The CMSII Mutant Is More Resistant Than the Wild Type to Ozone and TMV. (A) Differences in symptoms in wild-type (WT) and CMSII (CMS) plants subjected to ozone (1 treatment = 1000 parts per billion, 4 h per day). (B) Relative abundance and size of necrotic lesions developed on N. sylvestris wild-type and CMSII leaves after two or three ozone treatments. Only the wild-type leaves show extensive damage, although arrows indicate small necrotic points on the CMSII leaf after the third treatment. (C) Induction of AOX and cAPX transcripts by ozone exposure. Ozone treatments were as in (A) and (B). 1T indicates one ozone treatment, and 3T indicates three ozone treatments. Samples were harvested 1 day after the third ozone exposure from the middle part of three successive leaves: the leaf immediately younger than the most damaged leaf (a); the most damaged leaf (b); and the leaf immediately older than the most damaged leaf (c). Ten micrograms of total RNA from each sample was subjected to RNA gel blot analysis on the same blot. AOX and cAPX were as in Figure 5. 18S rRNA was used as a standard. (D) Hypersensitive response induced by the U1 strain of TMV in N. sylvestris × N. tabacum hybrid plants carrying the N gene of resistance with either the wild-type [WT(N)] or the mutant [CMS(N)] cytoplasm. All of the developed leaves of plants at the pre-floral-bud stage were inoculated with virus (1 μg/mL). The middle-rank leaf (5; see [F]) is shown, photographed 7 days after inoculation. (E) Immunodetection of the TMV coat protein (CP) in inoculated WT(N) and CMS(N) plants. At each time point, protein was extracted from 10 lesions on inoculated leaf number 3. RBCL, large subunit of ribulose-1,5-bisphosphate carboxylase/oxygenase. (F) Average TMV-induced lesion diameter in consecutive leaves from bottom (bottom leaf) to top (top leaf). At all ranks, lesion size was reduced significantly in CMS(N) compared with WT(N).
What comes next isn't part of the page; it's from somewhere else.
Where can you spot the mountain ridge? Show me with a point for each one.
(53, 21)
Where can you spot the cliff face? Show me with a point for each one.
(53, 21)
Results are representative of two independent experiments, with at least 50 lesions measured per experiment.

Figure 9.

Whole Cell Redox Signaling by Leaf Mitochondria: Hypothesis. The scheme proposes that alterations in redox status in the mitochondria (Mit), possibly manifested as increased AOS, are detected by as yet unidentified sensors that may involve thiol-disulfide exchange (SH/SS). These mitochondrion-specific signals are relayed to the nucleus by transducers (dotted line), leading to the effects observed in CMSII. These effects are as follows: increased abundance of transcripts of antioxidative enzymes that process locally generated AOS species (MnSOD) or decrease their rate of production (AOX) in mitochondria [1]; and whole cell induction of transcripts that encode antioxidative enzymes located in compartments (CAT1, CAT3, cAPX, and FeSOD) external to the mitochondria [2]. Together, these acclimatory responses trigger decreased whole cell reactive oxygen species (ROS) accumulation and enhance stress resistance [3].